Understanding the real-time factors involved in these decisions is vital to improving the wait-list process for liver transplant candidates. While some of the factors are beyond control, others can be managed. For example, centers should encourage wait-list candidates to complete their liver transplant work-up (e.g., cardiac testing, age-appropriate cancer screening, tuberculosis testing) as expeditiously as possible to avoid having liver offers turned down simply because they are not ready. Patients with a MELD ≥ 15 should be thoroughly educated about the unpredictability of death on the wait-list and their survival benefit of transplantation with any graft relative to continued waiting on the list (10) in order to reduce patient refusal of otherwise suitable organs. This education effort might include a prospective assessment of the individual candidate’s willingness to accept increased donor risk in exchange for more expeditious transplantation (thereby reducing wait-list mortality), as has been proposed by Volk et al (11). Given the increasing risk profile of deceased liver donors, efforts should be made in the transplant community to reduce the stigma associated with non-ideal livers and set realistic expectations for wait-listed candidates. Perhaps, liver offer acceptance practices should be taken into consideration in assessing center performance, as a means of encouraging centers to accept more livers for their candidates.

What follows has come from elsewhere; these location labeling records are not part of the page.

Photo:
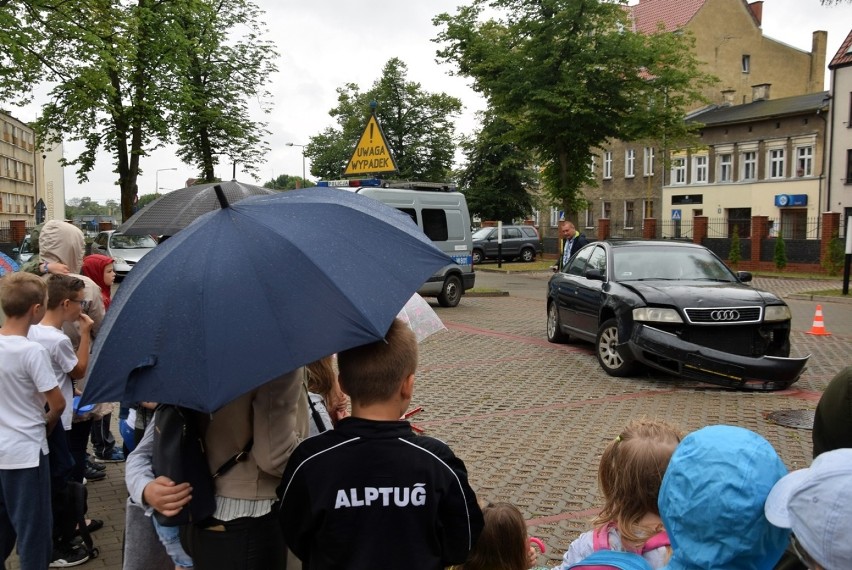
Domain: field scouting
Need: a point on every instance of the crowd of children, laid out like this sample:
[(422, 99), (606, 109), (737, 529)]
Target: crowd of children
[(365, 491)]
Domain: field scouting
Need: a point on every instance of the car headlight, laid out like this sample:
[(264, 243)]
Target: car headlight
[(777, 313), (656, 315)]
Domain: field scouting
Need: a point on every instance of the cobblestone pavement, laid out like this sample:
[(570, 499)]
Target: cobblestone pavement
[(531, 418)]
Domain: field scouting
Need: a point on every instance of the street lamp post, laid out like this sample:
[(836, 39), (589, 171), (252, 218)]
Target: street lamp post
[(303, 158), (157, 178)]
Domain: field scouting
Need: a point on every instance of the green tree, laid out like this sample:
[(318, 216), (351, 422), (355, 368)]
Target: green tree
[(120, 71), (498, 174), (570, 76), (417, 125), (735, 255), (219, 73), (780, 255), (835, 256), (287, 182)]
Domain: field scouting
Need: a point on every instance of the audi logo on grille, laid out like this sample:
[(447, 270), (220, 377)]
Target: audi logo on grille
[(727, 315)]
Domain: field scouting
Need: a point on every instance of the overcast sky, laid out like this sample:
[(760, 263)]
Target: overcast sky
[(326, 43)]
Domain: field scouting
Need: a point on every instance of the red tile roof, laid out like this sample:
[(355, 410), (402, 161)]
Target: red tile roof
[(844, 54), (673, 14)]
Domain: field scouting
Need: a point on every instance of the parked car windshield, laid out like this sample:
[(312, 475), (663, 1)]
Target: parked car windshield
[(669, 263), (121, 241)]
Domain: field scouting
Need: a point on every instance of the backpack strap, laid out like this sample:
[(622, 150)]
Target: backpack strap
[(657, 541)]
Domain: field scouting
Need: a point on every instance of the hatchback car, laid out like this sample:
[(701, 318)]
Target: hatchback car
[(675, 307), (518, 241), (124, 249)]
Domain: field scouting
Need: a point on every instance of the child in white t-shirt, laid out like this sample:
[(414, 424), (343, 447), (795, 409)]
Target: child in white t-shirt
[(65, 304), (28, 383)]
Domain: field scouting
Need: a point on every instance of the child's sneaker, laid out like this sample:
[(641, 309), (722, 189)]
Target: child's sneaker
[(116, 456), (68, 557)]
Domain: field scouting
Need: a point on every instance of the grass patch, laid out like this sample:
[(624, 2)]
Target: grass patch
[(793, 275)]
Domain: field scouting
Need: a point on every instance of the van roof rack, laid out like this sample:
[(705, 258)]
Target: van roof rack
[(395, 184)]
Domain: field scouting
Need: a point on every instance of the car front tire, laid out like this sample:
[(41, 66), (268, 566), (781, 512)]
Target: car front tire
[(615, 360), (554, 330), (451, 293)]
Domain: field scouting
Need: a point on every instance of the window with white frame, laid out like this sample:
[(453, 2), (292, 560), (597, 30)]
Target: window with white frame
[(699, 169), (630, 163), (749, 165), (775, 162), (804, 161), (726, 167), (679, 170), (648, 161)]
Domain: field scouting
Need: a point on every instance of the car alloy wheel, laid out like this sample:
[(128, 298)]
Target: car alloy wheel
[(452, 292), (554, 332), (612, 358)]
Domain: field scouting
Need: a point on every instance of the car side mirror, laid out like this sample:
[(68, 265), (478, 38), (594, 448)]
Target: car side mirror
[(594, 274)]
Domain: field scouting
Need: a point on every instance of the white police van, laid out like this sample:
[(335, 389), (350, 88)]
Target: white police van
[(441, 212)]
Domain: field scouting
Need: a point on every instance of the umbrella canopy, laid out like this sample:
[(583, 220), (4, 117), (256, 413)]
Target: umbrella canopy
[(419, 315), (254, 290), (172, 212)]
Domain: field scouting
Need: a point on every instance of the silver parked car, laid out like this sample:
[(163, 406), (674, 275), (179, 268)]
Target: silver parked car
[(125, 250)]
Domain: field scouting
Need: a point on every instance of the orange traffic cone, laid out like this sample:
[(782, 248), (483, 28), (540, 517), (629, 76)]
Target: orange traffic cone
[(818, 328)]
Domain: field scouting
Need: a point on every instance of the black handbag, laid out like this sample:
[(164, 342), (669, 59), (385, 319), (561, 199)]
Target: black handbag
[(180, 455)]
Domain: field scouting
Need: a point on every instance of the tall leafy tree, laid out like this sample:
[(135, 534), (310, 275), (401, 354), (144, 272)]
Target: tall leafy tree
[(498, 174), (121, 74), (569, 75), (224, 64), (418, 126)]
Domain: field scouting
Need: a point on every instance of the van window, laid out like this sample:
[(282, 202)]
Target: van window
[(411, 212), (435, 224)]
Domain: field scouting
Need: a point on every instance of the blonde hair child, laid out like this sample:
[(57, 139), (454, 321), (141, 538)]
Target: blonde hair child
[(629, 477), (503, 544)]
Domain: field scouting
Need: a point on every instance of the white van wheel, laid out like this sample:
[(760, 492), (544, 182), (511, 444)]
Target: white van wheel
[(451, 293)]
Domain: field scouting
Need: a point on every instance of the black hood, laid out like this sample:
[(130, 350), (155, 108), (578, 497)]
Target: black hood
[(700, 294)]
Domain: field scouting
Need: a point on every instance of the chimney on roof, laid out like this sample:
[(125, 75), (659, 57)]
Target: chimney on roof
[(757, 11), (760, 92)]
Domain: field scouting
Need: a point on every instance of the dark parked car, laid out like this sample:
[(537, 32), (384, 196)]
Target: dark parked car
[(518, 241), (675, 307)]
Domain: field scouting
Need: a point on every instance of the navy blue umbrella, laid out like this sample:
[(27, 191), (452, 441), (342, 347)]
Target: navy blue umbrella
[(254, 290)]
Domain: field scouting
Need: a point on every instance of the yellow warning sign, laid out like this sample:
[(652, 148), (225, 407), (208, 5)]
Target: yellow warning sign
[(372, 154)]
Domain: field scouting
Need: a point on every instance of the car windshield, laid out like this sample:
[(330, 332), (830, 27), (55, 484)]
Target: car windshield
[(668, 263), (121, 241)]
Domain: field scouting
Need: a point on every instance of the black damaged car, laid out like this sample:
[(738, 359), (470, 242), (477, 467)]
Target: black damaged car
[(676, 307)]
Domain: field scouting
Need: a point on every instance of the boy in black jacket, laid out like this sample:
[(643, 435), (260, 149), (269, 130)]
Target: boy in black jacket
[(371, 493)]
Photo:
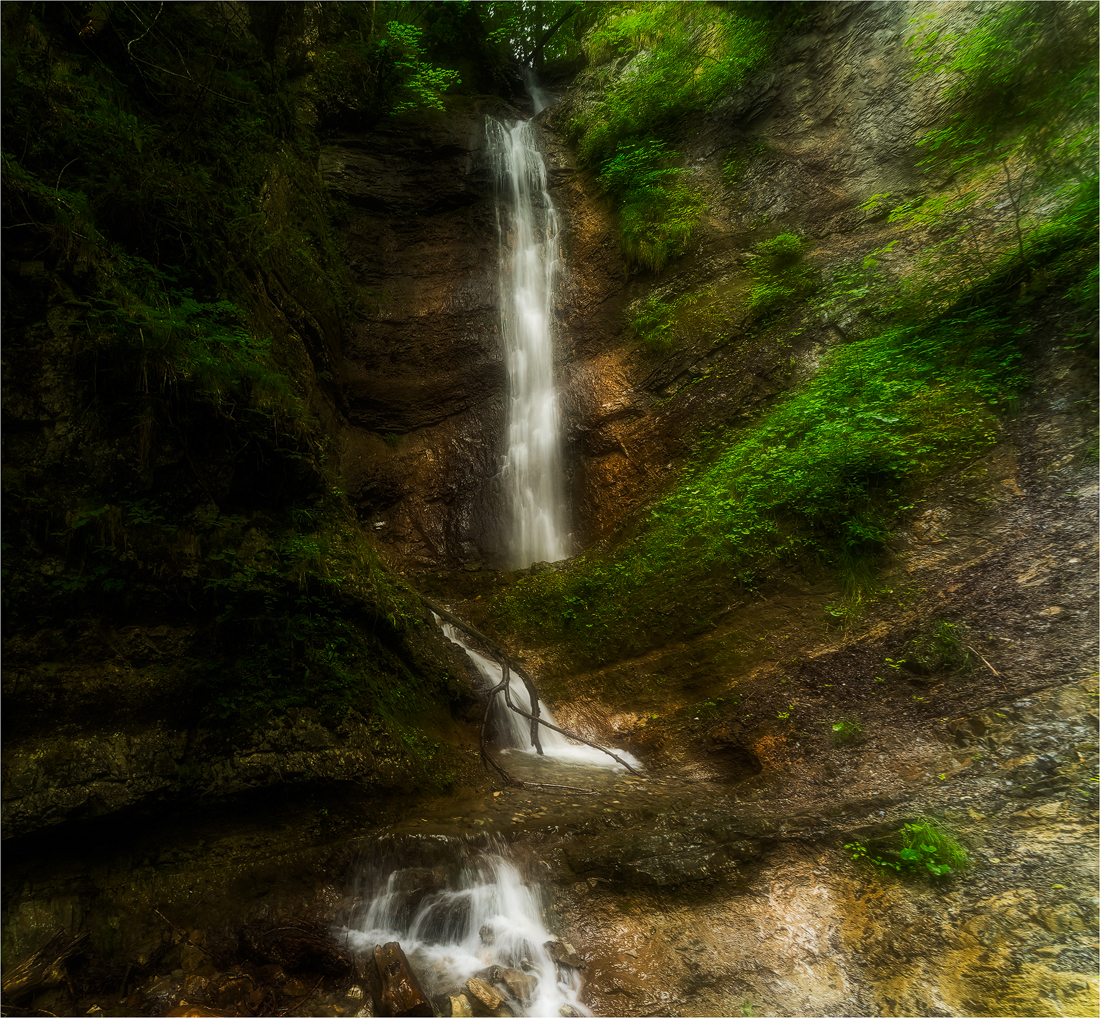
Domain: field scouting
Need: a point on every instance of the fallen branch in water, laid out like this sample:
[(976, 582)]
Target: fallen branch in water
[(505, 661)]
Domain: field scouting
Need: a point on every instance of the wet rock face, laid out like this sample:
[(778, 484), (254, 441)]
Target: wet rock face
[(424, 380)]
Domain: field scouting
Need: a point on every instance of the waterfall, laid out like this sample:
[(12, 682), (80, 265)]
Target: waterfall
[(461, 911), (514, 731), (527, 230)]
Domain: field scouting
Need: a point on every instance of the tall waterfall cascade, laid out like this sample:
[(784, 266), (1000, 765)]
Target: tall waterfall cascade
[(481, 919), (527, 229)]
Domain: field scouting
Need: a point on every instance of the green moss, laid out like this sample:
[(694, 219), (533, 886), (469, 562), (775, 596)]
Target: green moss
[(684, 57), (781, 281), (823, 474)]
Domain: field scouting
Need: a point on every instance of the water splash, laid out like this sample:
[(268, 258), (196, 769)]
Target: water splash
[(527, 230), (462, 912), (514, 731)]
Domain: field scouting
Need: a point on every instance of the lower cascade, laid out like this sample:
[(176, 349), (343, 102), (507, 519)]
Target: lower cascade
[(470, 927), (513, 730)]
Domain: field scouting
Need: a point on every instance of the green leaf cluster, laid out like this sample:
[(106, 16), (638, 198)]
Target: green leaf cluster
[(679, 59), (658, 211), (925, 849), (780, 277)]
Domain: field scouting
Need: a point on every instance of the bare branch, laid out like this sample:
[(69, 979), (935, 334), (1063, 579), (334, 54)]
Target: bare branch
[(504, 660)]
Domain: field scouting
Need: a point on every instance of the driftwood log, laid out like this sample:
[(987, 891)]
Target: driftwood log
[(395, 991), (507, 665), (43, 970)]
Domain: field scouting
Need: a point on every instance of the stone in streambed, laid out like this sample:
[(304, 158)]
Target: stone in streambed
[(486, 1000), (460, 1007), (520, 985)]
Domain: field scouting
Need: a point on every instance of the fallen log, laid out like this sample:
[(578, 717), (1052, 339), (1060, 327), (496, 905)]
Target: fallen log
[(504, 659), (395, 991), (44, 969)]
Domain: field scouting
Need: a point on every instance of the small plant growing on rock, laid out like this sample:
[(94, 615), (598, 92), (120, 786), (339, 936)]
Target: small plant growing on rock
[(845, 732), (942, 648), (926, 850)]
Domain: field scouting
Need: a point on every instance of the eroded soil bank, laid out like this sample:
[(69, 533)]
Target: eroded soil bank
[(717, 882)]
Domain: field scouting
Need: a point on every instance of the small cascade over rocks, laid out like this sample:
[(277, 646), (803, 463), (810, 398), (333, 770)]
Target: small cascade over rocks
[(471, 927), (527, 229), (513, 732)]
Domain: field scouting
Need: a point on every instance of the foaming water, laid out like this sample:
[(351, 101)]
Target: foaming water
[(459, 915), (514, 731), (527, 229)]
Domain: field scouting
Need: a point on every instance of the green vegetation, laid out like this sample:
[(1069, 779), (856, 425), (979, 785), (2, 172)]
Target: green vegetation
[(653, 324), (1022, 138), (824, 472), (845, 732), (160, 164), (658, 212), (928, 363), (673, 61), (922, 849), (780, 278), (941, 648)]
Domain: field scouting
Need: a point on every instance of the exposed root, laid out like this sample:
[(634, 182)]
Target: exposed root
[(506, 664)]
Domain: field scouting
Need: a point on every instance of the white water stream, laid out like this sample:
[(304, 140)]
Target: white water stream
[(460, 920), (514, 731), (457, 921), (527, 229)]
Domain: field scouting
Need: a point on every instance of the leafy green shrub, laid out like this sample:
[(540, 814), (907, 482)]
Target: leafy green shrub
[(780, 277), (658, 212), (823, 472), (941, 648), (685, 56), (653, 323), (925, 850)]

In conclusion, our data demonstrate that the current liver allocation system has provided one or more transplant opportunities to nearly all candidates prior to death/delisting. Therefore, simply increasing the availability of deceased donor livers or the number of offers may not substantially reduce wait-list mortality. It is worth noting that all centers/physicians are provided with the same information about the donors, so differential decisions regarding declining or accepting a liver offer cannot solely be based on donor factors. Efforts must be directed at reducing offer declination rates through identification of modifiable barriers that may exist at multiple levels – candidate, physician, center, as well as donor – to proceeding with timely transplantation to avoid death or delisting as the terminal wait-list event.
Grant support: This project was supported by the National Institute of Diabetes and Digestive and Kidney Diseases (T32 DK060414 JCL) and the University of California San Francisco Liver Center (P30 DK026743 SF, JPR).
Disclosures: The authors of this manuscript have no conflicts of interest to disclose as described by Gastroenterology.